In fields $K/F$ of characteristic not 2, an $F$-subspace of $K$ closed under taking positive powers is actually a subfield of $K$

Question

Let $F\subset K$ be an algebraic extension of fields. Let $F\subset R\subset K$, where $R$ is an $F$-subspace of $K$ with the property that for any $a \in R$, $a^k\in R$ for any $k\geq 2$.

1. Assume that $\operatorname{char}(F)$ is not equal to 2. Show that $R$ is a subfield of $K$.

2. Give an example such that $R$ may not be a field if $\operatorname{char}(F)=2.$

Firstly, I can prove that $R$ is a subring of $K$. Because $(x+y)^2=x^2+2xy+y^2$, based on $\operatorname{char}(F)$ is not equal to $2$, we have $xy\in R$. If so, the multiplication and addition are closed in $R$. But how can I prove $R$ is a field?

Also, how can I give an example, if $\operatorname{char}(F)$ is not equal to $2$, then the result of part 1 does not necessarily hold?

Answer 1

For $r\in R\setminus 0$ consider the minimal polynomial $f:=X^n+a_{n-1}X^{n-1}+\ldots +a_0\in F[X]$ of $r$ over $F$. Note that $a_0\neq 0$, hence $-a_0$ is invertible in $R$. The equation

$r(r^{n-1}+a_{n-1}r^{n-2}+\ldots +a_1)=-a_0$

then shows that $r$ is invertible in $R$.

Answer 2

I will give a counter example in the case $\operatorname{char} F = 2$:

Consider $F = \mathbb F_2(X^2,Y^2)$ and $K = \mathbb F_2(X,Y)$, where $X$ and $Y$ are free variables. Then we have $[K:F] = 4$. Let $R$ be the $3$-dimensional $F$-space spanned by $1, X, Y$. Clearly, $R$ is not an intermediate field of $K/F$ (otherwise $4 = [K:F] = [K:R]\cdot [R:F]$, i. e. $\dim_FR = 3$ would be a divisor of $4$).
Hence, it suffices to prove that $R$ is closed under taking positive powers.

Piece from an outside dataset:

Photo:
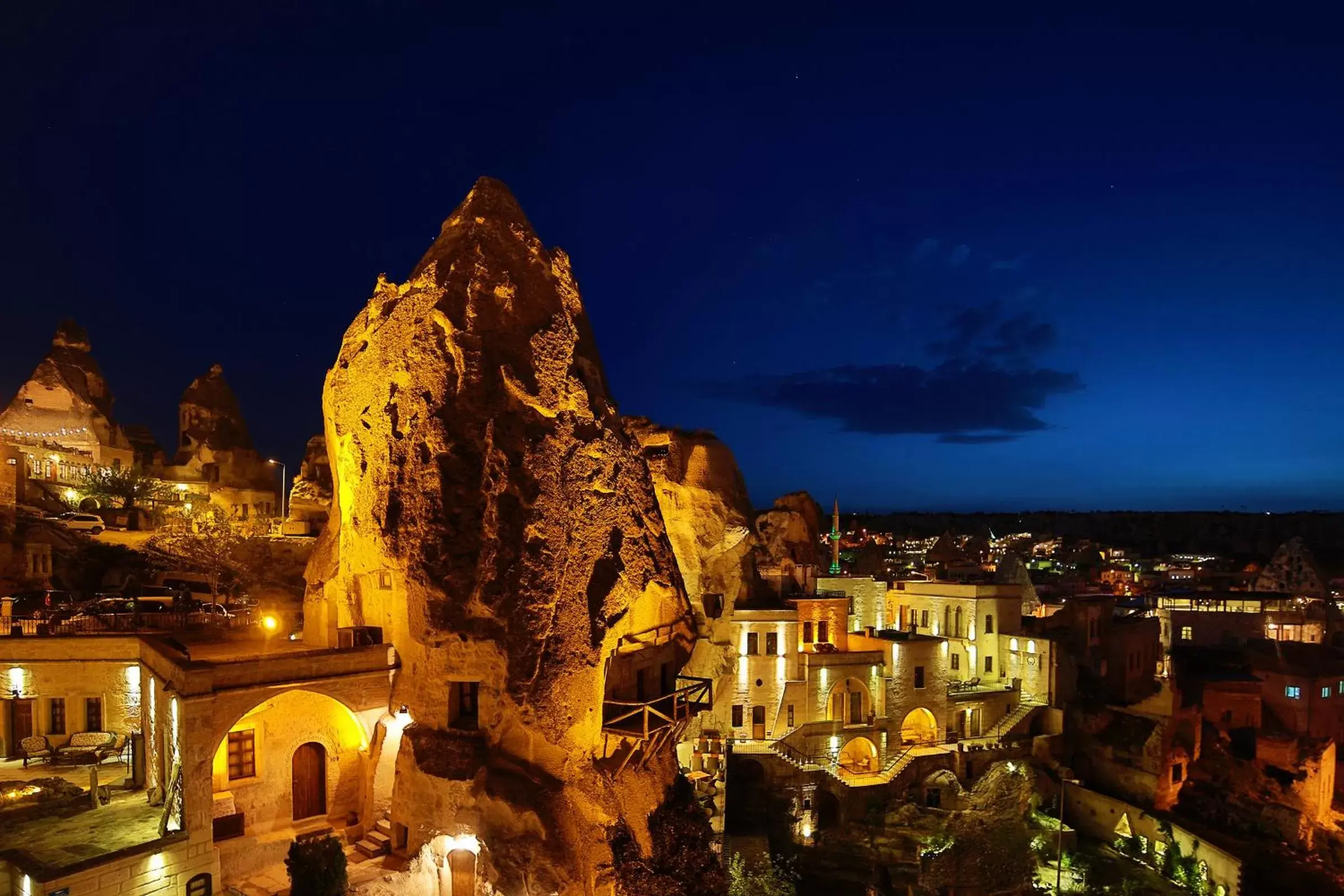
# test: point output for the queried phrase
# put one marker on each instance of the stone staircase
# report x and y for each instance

Let $a+bX+cY\in R$, where $a,b,c\in F$, and $n\in \mathbb N$. Then $(a+bX+cY)^n$ can be uniquely expressed in the $F$-basis $\{1, X, Y, XY\}$ of $K$ and we need only show that the coefficient of $XY$ is zero. Using the Multinomial theorem, the coefficient of $XY$ in $(a+bX+cY)^n$ is the sum of expressions of the form $$ \binom{n}{k_a,k_b,k_c}a^{k_a}b^{k_b}c^{k_c}, \tag{1} $$ where $k_b$ and $k_c$ are both odd integers and $k_a+k_b+k_c = n$. Now, we can write $$ \binom{n}{k_a,k_b,k_c} = \binom{n}{k_a}\cdot \binom{k_b+k_c}{k_b} $$ and this answer shows that $\binom{k_b+k_c}{k_b}$ is even, since there is at least one carry when adding $k_b$ and $k_c$ in base $2$. Therefore, all the expressions in $(1)$ are zero in $F$.

Hence, $(a+bX+cY)^n \in R$ and $R$ is closed under taking positive powers.